The fact is, the more the question has been settled, the more it has needed settling. The space between the different settlements has been strikingly on the decrease. The first stood longer than any of its successors. There is a lesson in these decreasing spaces. The first stood fifteen years — the second, ten years — the third, five years — the fourth stood four years — and the fifth has stood the brief space of two years. This last settlement must be called the Taney settlement. We are now told, in tones of lofty exultation, that the day is lost — all lost — and that we might as well give up the struggle. The highest authority has spoken. The voice of the Supreme Court has gone out over the troubled waves of the National Conscience, saying peace, be still.
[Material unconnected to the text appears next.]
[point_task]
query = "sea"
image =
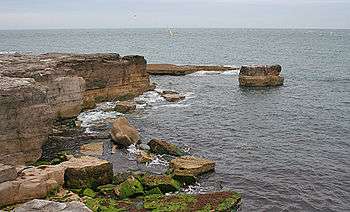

This infamous decision of the Slaveholding wing of the Supreme Court maintains that slaves are within the contemplation of the Constitution of the United States, property; that slaves are property in the same sense that horses, sheep, and swine are property; that the old doctrine that slavery is a creature of local law is false; that the right of the slaveholder to his slave does not depend upon the local law, but is secured wherever the Constitution of the United States extends; that Congress has no right to prohibit slavery anywhere; that slavery may go in safety anywhere under the star-spangled banner; that colored persons of African descent have no rights that white men are bound to respect; that colored men of African descent are not and cannot be citizens of the United States.
You will readily ask me how I am affected by this devilish decision — this judicial incarnation of wolfishness? My answer is, and no thanks to the slaveholding wing of the Supreme Court, my hopes were never brighter than now. I have no fear that the National Conscience will be put to sleep by such an open, glaring, and scandalous tissue of lies as that decision is, and has been, over and over, shown to be. The Supreme Court of the United States is not the only power in this world. It is very great, but the Supreme Court of the Almighty is greater. Judge Taney can do many things, but he cannot perform impossibilities. He cannot bale out the ocean, annihilate the firm old earth, or pluck the silvery star of liberty from our Northern sky. He may decide, and decide again; but he cannot reverse the decision of the Most High. He cannot change the essential nature of things — making evil good, and good evil. Happily for the whole human family, their rights have been defined, declared, and decided in a court higher than the Supreme Court.